Cuando vi bajar a Marcos por las escaleras de casa de sus padres aquel 7 de septiembre de 2018, supe que acabaríamos en su cama esa noche. Lo supe porque fue incapaz de mirarme a los ojos, aunque no pudo dejar de observar mis labios, a punto de besarme la comisura derecha; mis pechos, rozando mi camisa con su barbilla al acercarse al bebé de mi hermano que yo acunaba, o mi gesto, cuando mordí con sensualidad el último bollito que quedaba. Y ocurrió, aunque él no quisiera, como tampoco quiso las anteriores veces; por eso no se atrevía a mirarme a los ojos, pero, por eso mismo, ocurrió». — Lola.
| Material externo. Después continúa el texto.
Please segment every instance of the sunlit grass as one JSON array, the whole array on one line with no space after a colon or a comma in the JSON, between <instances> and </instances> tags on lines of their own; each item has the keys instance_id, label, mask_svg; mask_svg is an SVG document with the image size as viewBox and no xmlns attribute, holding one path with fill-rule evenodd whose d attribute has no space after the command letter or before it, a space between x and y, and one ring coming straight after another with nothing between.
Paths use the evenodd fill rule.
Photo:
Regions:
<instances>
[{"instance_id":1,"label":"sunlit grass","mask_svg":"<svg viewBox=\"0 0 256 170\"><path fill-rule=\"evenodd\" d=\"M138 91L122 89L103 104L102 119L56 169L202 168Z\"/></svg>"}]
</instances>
«Normalmente soy un tío autodisciplinado. Cuando escuché el timbre, veintitrés días, una hora y dos minutos después de haberla visto por última vez, no iba a inmiscuirme en su vida de nuevo. Esa vez no iba a acostarme con ella. Pero la veterinaria me volvió a reñir, como cuando era la más pequeña de todos y la más mandona. Su camisa vaquera mostraba seis botones, abrochados solo cuatro. Tendría que contarlos diecisiete millones de veces para poder controlarme». — Marcos Carbajal.
Después llegó la riada y todo se complicó mucho más.